Ce qu’il faut retenir :

Dans l’imaginaire collectif, Steve Jobs et ses compagnons de la Silicon Valley se sont élevés au niveau des plus hautes sphères de la société grâce aux qualités exceptionnelles que la nature leur aurait généreusement offertes. La recette de leur réussite paraît simple : une pincée de génie, un pouvoir prophétique, des intentions salvatrices, un travail acharné et une volonté de fer.

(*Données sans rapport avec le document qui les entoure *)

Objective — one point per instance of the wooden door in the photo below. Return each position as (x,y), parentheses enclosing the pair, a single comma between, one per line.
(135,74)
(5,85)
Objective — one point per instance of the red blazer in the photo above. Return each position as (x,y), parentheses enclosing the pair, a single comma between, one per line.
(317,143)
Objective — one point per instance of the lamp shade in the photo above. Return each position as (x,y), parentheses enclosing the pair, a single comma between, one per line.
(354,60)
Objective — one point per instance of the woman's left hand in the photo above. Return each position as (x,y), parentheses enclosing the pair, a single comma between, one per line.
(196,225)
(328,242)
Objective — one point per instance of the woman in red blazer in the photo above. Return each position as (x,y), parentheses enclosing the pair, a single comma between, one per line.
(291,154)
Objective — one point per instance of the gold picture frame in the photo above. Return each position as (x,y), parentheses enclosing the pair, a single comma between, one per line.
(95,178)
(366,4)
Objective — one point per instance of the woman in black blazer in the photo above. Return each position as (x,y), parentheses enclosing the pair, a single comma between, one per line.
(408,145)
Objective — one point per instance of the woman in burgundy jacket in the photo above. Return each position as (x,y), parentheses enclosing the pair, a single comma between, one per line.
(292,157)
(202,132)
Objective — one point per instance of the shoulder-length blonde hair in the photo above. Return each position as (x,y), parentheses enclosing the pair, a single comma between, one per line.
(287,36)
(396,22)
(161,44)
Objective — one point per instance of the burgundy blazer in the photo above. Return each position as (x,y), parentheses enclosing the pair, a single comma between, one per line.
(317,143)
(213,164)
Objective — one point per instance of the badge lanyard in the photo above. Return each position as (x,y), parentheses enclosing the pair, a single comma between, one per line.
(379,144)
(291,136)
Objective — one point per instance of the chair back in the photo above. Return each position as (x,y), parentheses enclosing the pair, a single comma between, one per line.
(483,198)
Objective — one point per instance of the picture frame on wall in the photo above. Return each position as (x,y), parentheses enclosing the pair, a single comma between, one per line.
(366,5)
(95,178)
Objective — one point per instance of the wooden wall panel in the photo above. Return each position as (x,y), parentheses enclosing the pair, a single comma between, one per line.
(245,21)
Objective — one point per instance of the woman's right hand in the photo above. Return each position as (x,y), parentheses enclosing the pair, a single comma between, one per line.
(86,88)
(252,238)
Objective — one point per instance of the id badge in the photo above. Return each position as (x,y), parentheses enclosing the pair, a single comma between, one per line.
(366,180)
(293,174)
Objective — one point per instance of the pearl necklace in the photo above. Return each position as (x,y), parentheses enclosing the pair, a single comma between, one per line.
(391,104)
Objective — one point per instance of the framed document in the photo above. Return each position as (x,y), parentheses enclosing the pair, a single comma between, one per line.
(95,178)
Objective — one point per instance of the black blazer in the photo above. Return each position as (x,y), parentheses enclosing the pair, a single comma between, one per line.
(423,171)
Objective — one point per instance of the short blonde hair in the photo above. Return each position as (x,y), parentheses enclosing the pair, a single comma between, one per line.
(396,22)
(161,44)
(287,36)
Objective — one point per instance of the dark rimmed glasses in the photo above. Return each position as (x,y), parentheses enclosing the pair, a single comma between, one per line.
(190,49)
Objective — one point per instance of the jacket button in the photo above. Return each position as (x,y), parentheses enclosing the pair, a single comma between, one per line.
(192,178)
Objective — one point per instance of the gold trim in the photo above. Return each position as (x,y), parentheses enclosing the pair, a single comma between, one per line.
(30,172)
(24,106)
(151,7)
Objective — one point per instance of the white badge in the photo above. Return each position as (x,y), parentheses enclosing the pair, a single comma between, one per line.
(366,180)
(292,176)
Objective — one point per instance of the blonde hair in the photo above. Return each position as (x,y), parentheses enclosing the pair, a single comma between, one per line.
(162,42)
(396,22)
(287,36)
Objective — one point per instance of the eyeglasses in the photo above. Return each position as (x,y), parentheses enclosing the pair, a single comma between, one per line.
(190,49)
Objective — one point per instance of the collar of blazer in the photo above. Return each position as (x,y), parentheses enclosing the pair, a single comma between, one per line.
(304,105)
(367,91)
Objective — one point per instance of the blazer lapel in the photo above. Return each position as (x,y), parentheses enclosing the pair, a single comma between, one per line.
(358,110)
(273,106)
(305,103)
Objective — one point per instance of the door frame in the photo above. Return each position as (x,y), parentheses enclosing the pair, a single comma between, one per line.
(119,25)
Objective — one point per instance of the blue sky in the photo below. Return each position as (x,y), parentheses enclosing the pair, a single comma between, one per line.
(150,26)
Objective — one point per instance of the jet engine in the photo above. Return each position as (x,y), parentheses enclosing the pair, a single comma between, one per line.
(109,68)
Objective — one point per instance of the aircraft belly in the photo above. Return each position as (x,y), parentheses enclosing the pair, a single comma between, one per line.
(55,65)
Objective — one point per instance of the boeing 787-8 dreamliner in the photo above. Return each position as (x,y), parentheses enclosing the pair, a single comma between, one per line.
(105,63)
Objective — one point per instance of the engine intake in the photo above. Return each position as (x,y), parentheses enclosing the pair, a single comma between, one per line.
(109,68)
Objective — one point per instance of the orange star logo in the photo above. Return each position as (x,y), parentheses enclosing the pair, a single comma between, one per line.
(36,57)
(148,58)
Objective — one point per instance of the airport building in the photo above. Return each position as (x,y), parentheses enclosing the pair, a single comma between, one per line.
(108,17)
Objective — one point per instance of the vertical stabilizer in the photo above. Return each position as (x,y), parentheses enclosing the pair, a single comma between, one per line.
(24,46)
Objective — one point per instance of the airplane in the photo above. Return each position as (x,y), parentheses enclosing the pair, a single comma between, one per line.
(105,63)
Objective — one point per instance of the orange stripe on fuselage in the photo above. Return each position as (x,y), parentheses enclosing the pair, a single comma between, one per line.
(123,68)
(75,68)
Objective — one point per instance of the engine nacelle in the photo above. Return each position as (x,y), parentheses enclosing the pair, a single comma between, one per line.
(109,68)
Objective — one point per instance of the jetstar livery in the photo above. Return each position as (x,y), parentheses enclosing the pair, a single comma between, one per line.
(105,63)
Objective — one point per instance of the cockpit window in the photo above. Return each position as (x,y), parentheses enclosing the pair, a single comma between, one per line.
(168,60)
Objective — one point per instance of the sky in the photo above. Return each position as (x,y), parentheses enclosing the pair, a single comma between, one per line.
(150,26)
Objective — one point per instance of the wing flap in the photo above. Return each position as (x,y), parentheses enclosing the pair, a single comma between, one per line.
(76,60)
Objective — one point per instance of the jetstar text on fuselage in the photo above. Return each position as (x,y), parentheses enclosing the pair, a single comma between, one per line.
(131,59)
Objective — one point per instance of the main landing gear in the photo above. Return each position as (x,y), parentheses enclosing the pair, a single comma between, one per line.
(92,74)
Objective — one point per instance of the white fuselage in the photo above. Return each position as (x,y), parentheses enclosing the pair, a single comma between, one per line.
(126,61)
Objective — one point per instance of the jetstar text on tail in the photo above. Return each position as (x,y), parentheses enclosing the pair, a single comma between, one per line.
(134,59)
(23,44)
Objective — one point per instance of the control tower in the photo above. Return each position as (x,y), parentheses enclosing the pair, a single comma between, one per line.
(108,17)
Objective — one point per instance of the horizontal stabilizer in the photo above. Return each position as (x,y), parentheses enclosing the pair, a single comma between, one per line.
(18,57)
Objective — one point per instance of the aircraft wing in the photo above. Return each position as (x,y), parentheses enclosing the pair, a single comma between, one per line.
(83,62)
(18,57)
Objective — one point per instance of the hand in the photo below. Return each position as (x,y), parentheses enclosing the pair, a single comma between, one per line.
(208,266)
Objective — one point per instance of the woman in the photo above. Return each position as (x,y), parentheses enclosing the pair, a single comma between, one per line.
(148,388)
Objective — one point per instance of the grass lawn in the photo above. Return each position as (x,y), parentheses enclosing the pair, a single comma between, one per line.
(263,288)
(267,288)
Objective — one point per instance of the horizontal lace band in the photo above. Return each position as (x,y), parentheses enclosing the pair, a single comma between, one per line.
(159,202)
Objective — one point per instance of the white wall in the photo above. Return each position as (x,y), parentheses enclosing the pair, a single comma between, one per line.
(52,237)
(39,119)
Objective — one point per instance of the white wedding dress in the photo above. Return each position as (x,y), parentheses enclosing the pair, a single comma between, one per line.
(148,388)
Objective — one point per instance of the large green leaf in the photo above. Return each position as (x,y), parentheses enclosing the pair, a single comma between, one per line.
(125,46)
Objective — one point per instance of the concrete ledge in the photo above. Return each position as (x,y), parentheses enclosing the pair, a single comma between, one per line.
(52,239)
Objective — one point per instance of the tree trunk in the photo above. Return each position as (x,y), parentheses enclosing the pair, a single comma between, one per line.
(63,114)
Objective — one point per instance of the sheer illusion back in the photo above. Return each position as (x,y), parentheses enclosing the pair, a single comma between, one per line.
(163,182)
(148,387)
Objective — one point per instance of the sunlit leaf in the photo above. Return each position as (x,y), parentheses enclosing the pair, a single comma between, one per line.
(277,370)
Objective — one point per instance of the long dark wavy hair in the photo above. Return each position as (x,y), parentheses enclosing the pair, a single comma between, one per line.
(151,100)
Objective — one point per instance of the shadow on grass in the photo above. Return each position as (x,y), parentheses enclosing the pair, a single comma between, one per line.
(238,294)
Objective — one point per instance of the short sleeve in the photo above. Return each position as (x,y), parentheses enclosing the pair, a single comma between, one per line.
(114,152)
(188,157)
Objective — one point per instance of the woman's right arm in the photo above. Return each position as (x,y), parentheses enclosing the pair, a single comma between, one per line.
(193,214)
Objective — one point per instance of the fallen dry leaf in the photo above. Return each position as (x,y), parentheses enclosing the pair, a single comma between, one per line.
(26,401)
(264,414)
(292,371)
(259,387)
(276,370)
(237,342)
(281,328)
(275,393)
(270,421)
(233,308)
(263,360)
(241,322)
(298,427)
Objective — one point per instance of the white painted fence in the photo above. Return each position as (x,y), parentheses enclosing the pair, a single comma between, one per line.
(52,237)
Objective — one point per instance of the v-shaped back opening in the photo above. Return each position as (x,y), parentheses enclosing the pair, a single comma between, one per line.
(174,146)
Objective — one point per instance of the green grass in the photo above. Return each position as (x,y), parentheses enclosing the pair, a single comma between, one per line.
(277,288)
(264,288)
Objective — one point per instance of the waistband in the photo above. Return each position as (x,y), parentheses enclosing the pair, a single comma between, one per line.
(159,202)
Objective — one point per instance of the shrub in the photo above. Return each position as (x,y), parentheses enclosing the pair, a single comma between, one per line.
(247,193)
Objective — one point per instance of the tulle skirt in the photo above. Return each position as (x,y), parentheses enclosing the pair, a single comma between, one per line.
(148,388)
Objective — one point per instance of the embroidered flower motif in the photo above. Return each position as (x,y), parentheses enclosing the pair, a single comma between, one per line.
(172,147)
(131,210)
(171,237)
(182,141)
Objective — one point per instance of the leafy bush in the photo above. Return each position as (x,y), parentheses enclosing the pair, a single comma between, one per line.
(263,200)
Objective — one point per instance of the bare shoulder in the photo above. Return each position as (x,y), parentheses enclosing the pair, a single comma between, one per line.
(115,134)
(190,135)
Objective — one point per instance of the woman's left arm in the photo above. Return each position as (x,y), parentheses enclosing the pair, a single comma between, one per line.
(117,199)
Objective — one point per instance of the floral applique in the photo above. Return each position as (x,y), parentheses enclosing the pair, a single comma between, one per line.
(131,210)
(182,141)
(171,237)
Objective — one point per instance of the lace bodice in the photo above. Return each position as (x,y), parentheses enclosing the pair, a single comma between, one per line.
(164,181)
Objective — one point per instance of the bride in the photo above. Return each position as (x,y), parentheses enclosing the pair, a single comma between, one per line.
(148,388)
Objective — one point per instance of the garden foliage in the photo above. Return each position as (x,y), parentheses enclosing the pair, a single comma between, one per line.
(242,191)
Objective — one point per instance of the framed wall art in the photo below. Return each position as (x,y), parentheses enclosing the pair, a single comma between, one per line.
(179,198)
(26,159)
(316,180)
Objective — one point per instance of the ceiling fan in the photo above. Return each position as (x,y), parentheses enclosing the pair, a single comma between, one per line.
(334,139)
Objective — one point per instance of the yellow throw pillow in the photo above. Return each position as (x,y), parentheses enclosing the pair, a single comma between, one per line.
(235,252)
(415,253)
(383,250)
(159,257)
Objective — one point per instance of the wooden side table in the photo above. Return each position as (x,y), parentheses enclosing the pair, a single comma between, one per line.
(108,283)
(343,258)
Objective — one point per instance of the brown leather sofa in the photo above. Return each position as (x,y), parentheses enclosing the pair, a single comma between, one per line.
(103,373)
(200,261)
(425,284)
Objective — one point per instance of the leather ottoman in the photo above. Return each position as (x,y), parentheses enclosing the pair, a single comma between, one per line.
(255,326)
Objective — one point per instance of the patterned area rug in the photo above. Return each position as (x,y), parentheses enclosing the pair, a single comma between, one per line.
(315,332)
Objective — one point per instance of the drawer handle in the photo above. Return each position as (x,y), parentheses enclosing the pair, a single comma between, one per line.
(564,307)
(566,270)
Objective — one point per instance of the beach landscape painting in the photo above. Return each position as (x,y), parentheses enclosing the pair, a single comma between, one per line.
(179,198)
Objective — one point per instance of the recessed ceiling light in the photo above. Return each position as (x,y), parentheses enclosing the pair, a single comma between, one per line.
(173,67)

Face à cette image idyllique de l’individu génial et salvateur se cache une tout autre réalité. Aux antipodes du self-made-man, Steve Jobs a bénéficié de conditions sociales et économiques extraordinaires, il a travaillé avec des collaborateurs sans qui Apple n’aurait pas pu voir le jour, et enfin, son entreprise tout entière repose sur l’exploitation forcenée de travailleurs étrangers, qu’il se garde bien d’approcher sous peine d’être associé aux malversations dont il est à l’origine.

Biographie de l’auteur

Anthony Galluzzo est maître de conférence en sciences de gestion à l’Université de Saint-Étienne. Auteur d’une thèse sur les fans de stars musicales, ses recherches portent principalement sur les imaginaires marchands et les cultures de consommation. En 2020, il publie La fabrique du consommateur. Une histoire de la société marchande, et retrace à cette occasion la transformation de la société paysanne autarcique dans laquelle nous vivions deux siècles auparavant en un monde de consommateurs urbains connectés. Dans son dernier ouvrage, Le mythe de l’entrepreneur. Défaire l’imaginaire de la Silicon Valley (2023), il s’intéresse à une tout autre figure du marché, celle de l’entrepreneur.